I am looking to implement an auditing process on an instance I have on SQL Server 2017. However, I am not finding a complete conclusion on which auditing feature would be best to use for a DB with a lot of transactions. I only need to audit the DML statements and not the values (e.g. I would need to know about an UPDATE statement and who performed it and on which table but I do not need to know what the value of the column was before the update).
From my research I have excluded traces and extended events due to their performance impact.
I have also excluded change tracking since it cannot be used with partial containment and I have some DBs which are set to partial containment.
I am currently mostly between using SQL Audit feature (i.e. using server and database audit specifications) and triggers. I do understand that both the above methods will cause some overhead and that the performance impact depends on how much activity I am auditing, but given the same activity being audited (e.g. selects, inserts and updates on 10 tables), which one will cause the least performance impact between these two? I am planning to use an audit file (locally or on a separate fileshare) in case I use the SQL Audit feature (and not in the windows log file).
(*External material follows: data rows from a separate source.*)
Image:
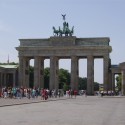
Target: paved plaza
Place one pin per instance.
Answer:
(90, 110)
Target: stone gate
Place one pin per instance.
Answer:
(66, 47)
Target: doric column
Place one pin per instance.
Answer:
(26, 72)
(54, 67)
(74, 73)
(5, 78)
(110, 80)
(106, 71)
(14, 79)
(39, 72)
(90, 75)
(123, 82)
(113, 82)
(0, 80)
(20, 77)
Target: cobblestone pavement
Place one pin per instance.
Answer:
(24, 100)
(90, 110)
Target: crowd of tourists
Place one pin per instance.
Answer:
(19, 93)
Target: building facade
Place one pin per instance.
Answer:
(65, 47)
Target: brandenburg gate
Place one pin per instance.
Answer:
(63, 46)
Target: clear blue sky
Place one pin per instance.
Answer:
(35, 18)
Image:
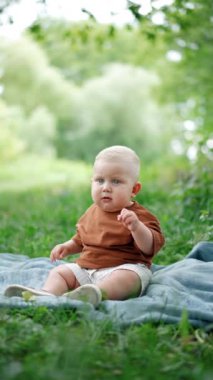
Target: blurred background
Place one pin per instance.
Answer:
(77, 76)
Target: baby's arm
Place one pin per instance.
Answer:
(141, 234)
(60, 251)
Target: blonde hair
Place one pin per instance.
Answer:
(122, 154)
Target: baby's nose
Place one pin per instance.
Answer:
(106, 186)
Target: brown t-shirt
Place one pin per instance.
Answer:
(107, 243)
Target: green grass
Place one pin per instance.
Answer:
(42, 344)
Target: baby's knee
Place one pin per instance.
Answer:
(57, 270)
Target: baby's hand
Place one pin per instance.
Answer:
(129, 219)
(59, 252)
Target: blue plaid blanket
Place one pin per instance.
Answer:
(186, 285)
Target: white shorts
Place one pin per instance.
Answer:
(92, 276)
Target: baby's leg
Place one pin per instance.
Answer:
(120, 285)
(60, 280)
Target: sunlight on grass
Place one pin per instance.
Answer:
(34, 172)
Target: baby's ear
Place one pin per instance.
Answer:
(136, 188)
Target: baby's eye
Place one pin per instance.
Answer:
(99, 180)
(115, 181)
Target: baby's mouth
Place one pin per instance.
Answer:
(106, 198)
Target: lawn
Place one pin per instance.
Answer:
(38, 210)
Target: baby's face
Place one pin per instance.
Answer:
(112, 185)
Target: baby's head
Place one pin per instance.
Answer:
(121, 155)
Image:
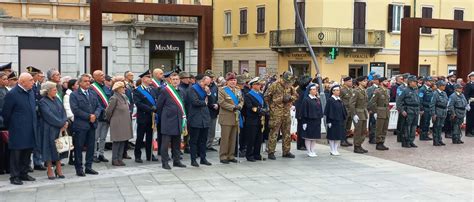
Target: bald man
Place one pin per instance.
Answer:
(103, 93)
(19, 116)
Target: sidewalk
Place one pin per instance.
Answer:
(348, 177)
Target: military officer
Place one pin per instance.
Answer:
(408, 105)
(439, 111)
(360, 101)
(347, 93)
(378, 104)
(425, 93)
(469, 94)
(458, 106)
(280, 97)
(372, 120)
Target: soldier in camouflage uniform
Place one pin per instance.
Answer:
(379, 103)
(372, 120)
(408, 105)
(347, 92)
(439, 111)
(280, 97)
(425, 93)
(458, 106)
(360, 101)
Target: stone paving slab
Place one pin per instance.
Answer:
(350, 177)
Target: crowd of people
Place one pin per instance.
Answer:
(183, 110)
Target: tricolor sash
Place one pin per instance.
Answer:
(178, 101)
(236, 102)
(103, 97)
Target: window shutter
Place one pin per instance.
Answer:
(390, 18)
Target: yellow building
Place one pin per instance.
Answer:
(366, 35)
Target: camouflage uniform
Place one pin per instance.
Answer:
(280, 119)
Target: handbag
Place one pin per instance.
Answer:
(64, 142)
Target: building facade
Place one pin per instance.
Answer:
(55, 34)
(349, 37)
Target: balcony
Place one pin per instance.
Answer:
(329, 37)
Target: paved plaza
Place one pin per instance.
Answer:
(350, 177)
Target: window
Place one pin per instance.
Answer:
(261, 20)
(227, 66)
(426, 12)
(243, 21)
(227, 23)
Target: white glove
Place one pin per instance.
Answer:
(356, 119)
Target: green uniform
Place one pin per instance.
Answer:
(360, 101)
(280, 119)
(439, 109)
(379, 104)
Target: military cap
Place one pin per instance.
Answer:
(361, 78)
(32, 70)
(456, 86)
(6, 67)
(12, 76)
(184, 75)
(412, 78)
(347, 78)
(440, 83)
(146, 73)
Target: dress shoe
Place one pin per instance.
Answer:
(179, 164)
(289, 155)
(16, 181)
(271, 156)
(194, 163)
(80, 173)
(27, 178)
(225, 161)
(39, 167)
(91, 171)
(205, 162)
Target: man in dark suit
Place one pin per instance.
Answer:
(86, 109)
(145, 100)
(19, 116)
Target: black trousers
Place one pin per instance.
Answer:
(83, 138)
(143, 130)
(20, 162)
(175, 141)
(254, 141)
(197, 142)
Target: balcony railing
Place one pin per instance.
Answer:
(329, 37)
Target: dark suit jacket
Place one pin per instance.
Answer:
(144, 107)
(82, 107)
(197, 112)
(19, 116)
(171, 117)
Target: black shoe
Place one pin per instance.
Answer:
(91, 171)
(194, 163)
(80, 173)
(166, 166)
(27, 178)
(205, 162)
(271, 156)
(225, 161)
(16, 181)
(103, 159)
(39, 167)
(179, 164)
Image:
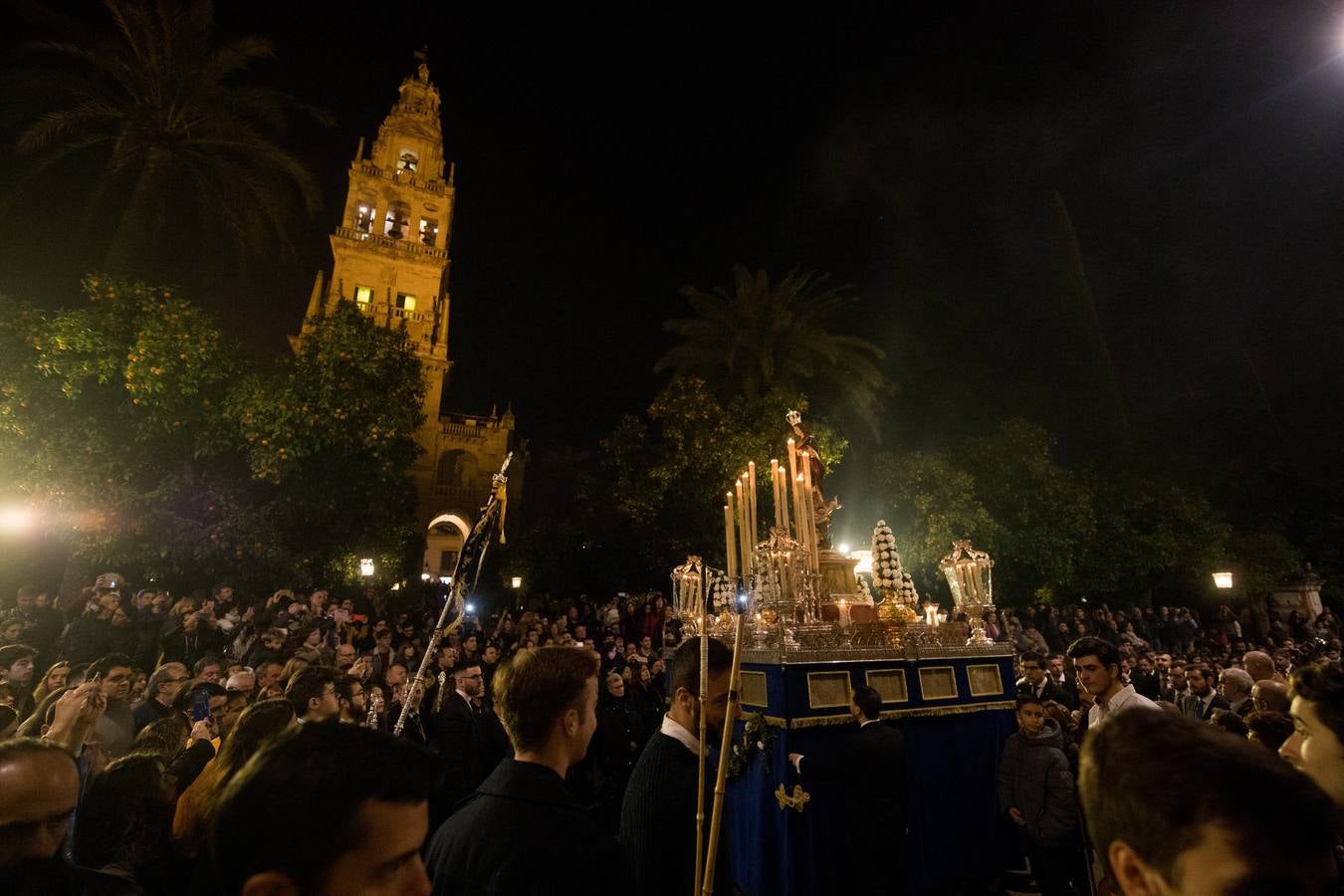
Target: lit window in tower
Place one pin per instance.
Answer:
(429, 231)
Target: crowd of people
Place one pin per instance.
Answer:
(153, 743)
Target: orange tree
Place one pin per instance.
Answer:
(129, 422)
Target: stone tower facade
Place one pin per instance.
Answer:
(390, 258)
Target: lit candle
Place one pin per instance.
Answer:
(775, 492)
(756, 516)
(744, 534)
(728, 538)
(793, 492)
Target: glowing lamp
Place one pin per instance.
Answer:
(16, 519)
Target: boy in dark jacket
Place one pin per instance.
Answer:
(1036, 791)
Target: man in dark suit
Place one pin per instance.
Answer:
(1037, 684)
(523, 831)
(456, 735)
(871, 769)
(1145, 679)
(1066, 683)
(1205, 699)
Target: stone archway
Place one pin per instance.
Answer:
(444, 539)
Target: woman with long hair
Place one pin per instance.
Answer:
(260, 723)
(34, 726)
(123, 822)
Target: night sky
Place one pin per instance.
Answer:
(1122, 220)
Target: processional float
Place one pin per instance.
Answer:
(808, 625)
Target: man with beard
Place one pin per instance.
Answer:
(657, 817)
(39, 787)
(115, 727)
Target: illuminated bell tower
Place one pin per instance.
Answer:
(391, 246)
(390, 258)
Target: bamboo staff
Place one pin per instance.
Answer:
(465, 573)
(705, 702)
(725, 749)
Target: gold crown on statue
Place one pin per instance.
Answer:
(968, 572)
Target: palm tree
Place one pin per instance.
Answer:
(184, 144)
(764, 336)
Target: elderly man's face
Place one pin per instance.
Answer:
(38, 794)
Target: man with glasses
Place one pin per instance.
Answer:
(353, 707)
(158, 695)
(1036, 683)
(456, 735)
(312, 693)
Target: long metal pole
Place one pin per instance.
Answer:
(705, 700)
(725, 749)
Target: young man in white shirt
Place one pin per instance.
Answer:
(1097, 664)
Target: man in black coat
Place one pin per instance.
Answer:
(456, 735)
(523, 833)
(1203, 699)
(871, 769)
(1037, 683)
(657, 814)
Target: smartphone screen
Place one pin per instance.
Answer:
(199, 706)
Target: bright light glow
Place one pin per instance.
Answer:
(16, 519)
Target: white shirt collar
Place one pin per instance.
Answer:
(679, 733)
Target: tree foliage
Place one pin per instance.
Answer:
(131, 425)
(765, 337)
(1054, 533)
(655, 489)
(187, 144)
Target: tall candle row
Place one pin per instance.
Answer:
(791, 492)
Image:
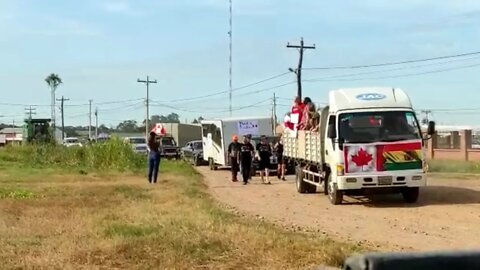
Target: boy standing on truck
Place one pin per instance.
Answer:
(264, 151)
(233, 153)
(246, 156)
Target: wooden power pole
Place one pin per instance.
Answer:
(62, 103)
(301, 48)
(147, 82)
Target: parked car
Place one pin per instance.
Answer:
(193, 152)
(71, 142)
(139, 144)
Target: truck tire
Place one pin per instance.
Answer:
(334, 195)
(303, 187)
(410, 195)
(211, 165)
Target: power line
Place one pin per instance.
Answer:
(301, 48)
(233, 90)
(397, 76)
(395, 63)
(389, 70)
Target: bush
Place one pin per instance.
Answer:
(111, 155)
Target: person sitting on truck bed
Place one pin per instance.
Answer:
(264, 151)
(314, 118)
(234, 154)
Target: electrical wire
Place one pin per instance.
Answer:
(397, 76)
(394, 63)
(389, 70)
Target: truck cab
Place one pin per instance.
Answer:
(370, 140)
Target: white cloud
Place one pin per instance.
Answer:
(120, 7)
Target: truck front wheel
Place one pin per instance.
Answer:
(334, 195)
(410, 195)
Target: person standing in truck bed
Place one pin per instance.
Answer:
(246, 156)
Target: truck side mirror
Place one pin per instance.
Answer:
(332, 132)
(431, 128)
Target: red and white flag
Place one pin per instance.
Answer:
(159, 129)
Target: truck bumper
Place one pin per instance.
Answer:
(368, 181)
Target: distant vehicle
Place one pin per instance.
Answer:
(72, 141)
(139, 144)
(169, 148)
(193, 152)
(217, 135)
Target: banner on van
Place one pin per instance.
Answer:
(247, 127)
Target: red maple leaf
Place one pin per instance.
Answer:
(362, 158)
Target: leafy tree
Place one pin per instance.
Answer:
(53, 81)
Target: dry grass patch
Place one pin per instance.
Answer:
(87, 222)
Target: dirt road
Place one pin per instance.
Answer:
(447, 215)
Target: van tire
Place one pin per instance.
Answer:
(410, 195)
(335, 196)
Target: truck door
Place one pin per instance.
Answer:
(330, 145)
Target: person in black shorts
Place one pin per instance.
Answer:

From my research I have also concluded that triggers have to be maintained with every schema change as well, so if SQL Audit feature does not cause a massive difference in performance (compared with triggers) I will go with it.
Also I am not sure whether change data capture or temporal tables will be a better solution compared to SQL Audit feature/triggers.
Any experience with these auditing methods and their performance impact would be greatly appreciated as information about this is highly limited.